Rappelons en premier lieu la définition du mot, par le Trésor de la langue française : « 1. Action de tuer, de mettre en pièces (d'une manière violente et sanglante) une grande quantité d'animaux ou d'hommes ; 2. Résultat de cette action. »
Cette semaine, toute empreinte d’enthousiasme et d’entrain à la tâche, j’accepte la demande de mon nouveau boss : un dessert innovant pour dix personnes.
Précisons au lecteur errant qu’à mon nouveau stage, l’innovation est une sorte de religion, et celui qui aurait le malheur d’avoir moins de trente trois idées ou trouvailles innovantes à la minute va au coin à durée indéterminée.
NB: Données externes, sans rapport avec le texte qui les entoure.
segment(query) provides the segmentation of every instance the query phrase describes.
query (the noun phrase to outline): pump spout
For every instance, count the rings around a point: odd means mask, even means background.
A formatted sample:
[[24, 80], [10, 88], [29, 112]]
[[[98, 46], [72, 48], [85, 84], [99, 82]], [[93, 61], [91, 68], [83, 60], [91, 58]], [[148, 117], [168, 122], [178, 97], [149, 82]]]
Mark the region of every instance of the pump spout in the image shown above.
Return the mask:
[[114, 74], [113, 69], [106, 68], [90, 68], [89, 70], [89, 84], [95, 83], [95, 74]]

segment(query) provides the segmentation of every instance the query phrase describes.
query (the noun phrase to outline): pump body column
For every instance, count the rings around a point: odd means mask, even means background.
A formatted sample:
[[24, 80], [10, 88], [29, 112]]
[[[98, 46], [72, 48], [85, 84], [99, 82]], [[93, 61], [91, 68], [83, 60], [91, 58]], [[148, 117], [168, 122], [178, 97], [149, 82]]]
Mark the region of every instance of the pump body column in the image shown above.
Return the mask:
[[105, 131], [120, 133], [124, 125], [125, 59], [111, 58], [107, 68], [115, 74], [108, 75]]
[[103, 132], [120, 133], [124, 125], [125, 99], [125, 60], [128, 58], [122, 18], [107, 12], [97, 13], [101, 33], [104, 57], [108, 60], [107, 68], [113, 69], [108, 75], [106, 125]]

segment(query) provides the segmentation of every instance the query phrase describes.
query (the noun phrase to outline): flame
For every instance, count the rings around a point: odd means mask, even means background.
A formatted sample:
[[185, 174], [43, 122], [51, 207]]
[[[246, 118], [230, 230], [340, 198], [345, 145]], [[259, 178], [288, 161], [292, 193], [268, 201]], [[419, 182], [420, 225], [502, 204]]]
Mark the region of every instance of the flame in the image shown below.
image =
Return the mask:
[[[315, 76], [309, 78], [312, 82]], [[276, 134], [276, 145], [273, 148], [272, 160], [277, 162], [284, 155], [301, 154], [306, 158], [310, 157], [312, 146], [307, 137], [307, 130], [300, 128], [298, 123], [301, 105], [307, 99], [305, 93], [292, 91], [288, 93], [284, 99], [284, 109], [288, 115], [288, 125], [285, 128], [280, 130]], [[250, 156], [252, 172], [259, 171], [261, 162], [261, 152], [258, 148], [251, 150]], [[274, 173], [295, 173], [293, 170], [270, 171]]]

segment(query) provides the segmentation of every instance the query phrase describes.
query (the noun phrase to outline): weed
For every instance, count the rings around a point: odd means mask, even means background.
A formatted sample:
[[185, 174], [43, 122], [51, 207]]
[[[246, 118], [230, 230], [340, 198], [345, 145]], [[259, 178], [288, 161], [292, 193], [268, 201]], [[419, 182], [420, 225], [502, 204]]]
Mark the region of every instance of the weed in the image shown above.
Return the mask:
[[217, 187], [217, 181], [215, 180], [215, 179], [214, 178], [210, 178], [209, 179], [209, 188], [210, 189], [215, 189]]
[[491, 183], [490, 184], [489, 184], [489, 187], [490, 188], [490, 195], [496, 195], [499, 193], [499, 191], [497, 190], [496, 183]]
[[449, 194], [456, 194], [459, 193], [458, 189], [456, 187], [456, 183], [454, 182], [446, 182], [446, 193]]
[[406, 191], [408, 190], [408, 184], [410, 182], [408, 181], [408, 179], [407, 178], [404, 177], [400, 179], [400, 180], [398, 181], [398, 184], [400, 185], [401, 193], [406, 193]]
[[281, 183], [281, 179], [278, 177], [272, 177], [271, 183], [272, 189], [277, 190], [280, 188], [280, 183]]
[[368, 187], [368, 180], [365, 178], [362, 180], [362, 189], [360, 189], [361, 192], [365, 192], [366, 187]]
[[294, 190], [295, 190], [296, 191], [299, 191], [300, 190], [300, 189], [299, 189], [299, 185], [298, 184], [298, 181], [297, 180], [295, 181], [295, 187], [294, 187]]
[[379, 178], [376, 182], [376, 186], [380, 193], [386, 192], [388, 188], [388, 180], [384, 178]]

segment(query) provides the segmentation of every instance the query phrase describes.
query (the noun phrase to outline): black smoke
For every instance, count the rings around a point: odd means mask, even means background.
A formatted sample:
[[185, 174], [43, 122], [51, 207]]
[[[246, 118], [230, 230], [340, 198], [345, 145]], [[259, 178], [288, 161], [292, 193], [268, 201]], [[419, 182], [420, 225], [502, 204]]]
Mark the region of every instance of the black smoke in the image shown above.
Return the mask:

C’est aussi un endroit où l’on peut lire sur une porte « Pour améliorer la rentabilité de l’entreprise, merci de courir dans les bureaux ».
C’est donc dans ce cadre de travail stimulateur de créativité que j’ai établi l’esquisse du dessert innovant de la semaine. Du pandan, of course, des éclairs au pandan, why not, et avec une glace au curry, c’est pas de l’innovation ça ?
Ben si. Sauf qu’évidemment, l’innovation, c’est comme Proust : il faut pas se décourager, et c’est en la pratiquant qu’on l’apprécie finalement.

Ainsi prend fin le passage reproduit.